Il y aurait encore beaucoup à dire, sur la musique composée par Nicholas Britell qui accompagne merveilleusement l’intrigue, sur la photographie très travaillée pour varier subtilement d’une époque à l’autre ou bien encore sur la caméra extrêmement rapprochée de Barry Jenkins qui filme ses personnages au plus près et qui ne les lâche jamais. Moonlight se résume en deux mots, mais c’est une œuvre d’une complexité rare en même temps que d’une simplicité évidente.
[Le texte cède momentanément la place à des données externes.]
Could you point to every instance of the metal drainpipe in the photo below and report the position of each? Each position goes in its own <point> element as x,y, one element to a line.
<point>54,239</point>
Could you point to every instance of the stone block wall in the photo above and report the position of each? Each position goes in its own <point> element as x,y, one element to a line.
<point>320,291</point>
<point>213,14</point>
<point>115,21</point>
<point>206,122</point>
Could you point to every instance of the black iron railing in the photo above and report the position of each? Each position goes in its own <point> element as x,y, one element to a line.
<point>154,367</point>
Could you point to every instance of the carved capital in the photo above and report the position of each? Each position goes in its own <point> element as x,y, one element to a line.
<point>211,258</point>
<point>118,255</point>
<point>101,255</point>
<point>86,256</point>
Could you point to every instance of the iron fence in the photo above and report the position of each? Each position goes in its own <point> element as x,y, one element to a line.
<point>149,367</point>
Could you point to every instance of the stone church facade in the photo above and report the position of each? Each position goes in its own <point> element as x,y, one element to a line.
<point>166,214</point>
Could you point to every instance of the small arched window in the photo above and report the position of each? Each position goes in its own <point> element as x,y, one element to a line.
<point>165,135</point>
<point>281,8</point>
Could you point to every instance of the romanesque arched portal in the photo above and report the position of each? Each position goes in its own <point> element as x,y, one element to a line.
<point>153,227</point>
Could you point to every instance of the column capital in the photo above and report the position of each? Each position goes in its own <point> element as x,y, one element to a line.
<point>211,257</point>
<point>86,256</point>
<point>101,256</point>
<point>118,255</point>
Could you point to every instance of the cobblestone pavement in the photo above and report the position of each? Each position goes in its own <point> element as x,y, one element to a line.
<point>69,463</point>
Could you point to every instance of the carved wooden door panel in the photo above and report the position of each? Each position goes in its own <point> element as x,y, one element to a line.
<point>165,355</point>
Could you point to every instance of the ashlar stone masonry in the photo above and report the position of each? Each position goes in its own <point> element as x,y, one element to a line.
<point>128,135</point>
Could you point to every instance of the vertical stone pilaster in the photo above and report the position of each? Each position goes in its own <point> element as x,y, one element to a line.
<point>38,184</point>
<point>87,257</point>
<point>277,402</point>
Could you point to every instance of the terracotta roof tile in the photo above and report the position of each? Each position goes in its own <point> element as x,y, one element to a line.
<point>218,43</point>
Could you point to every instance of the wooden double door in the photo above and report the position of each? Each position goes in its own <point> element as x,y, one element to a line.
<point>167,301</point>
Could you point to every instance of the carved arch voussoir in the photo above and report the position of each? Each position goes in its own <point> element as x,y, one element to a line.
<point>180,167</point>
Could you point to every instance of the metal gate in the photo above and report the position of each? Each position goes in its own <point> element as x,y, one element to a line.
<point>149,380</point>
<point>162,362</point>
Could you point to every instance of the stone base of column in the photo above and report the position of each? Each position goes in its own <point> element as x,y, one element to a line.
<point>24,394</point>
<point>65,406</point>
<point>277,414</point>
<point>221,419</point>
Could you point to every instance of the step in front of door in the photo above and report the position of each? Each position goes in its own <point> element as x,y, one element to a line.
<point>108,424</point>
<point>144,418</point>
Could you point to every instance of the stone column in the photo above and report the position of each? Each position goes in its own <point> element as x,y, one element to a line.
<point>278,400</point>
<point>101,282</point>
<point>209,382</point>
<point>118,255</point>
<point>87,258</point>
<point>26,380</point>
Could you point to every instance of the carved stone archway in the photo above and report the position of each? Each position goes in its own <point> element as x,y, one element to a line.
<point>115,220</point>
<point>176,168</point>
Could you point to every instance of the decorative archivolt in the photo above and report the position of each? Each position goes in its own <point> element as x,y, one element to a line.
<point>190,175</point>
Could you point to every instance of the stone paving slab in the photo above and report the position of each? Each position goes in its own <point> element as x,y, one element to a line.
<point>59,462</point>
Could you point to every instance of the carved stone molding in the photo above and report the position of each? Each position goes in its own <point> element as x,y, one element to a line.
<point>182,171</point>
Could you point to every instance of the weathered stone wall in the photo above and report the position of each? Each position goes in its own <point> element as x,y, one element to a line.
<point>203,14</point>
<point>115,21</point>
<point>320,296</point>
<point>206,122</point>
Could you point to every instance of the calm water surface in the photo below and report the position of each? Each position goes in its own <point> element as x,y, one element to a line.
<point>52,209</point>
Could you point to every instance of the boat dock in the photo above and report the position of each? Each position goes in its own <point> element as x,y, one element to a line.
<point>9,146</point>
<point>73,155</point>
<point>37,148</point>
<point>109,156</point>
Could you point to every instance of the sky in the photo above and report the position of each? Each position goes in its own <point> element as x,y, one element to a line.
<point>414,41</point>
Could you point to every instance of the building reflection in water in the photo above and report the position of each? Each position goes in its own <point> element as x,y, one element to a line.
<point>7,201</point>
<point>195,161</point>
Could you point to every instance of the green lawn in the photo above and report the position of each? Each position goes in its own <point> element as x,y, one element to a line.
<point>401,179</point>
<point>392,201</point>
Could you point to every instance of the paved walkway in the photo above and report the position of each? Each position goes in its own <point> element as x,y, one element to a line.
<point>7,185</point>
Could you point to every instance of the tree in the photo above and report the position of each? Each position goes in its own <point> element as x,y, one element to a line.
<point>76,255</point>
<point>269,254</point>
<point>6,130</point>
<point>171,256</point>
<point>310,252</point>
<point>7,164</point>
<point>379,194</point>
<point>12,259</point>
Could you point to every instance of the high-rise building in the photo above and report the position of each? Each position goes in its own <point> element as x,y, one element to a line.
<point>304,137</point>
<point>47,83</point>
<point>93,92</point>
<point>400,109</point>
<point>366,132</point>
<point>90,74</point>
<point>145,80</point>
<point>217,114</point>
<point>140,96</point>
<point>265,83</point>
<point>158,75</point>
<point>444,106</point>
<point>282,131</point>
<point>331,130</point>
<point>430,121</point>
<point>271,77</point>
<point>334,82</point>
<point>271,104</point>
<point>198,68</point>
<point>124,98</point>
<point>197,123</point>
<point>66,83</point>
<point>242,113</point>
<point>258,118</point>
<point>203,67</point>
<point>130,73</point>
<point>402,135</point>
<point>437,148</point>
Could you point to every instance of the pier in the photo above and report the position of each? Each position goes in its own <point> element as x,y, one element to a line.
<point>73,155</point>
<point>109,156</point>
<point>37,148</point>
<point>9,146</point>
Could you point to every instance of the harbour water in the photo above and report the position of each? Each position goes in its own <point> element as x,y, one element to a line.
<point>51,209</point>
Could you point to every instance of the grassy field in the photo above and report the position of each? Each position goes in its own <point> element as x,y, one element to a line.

Le long-métrage décrit une situation bien particulière qui correspond assez à celle du cinéaste — il a grandi dans le quartier où se déroule son film —, mais il parvient à atteindre une forme d’universalité. Vous n’êtes probablement pas un noir homosexuel de Miami, mais vous serez certainement touché par l’histoire de Chiron. Et c’est bien la meilleure preuve que Moonlight est un grand film.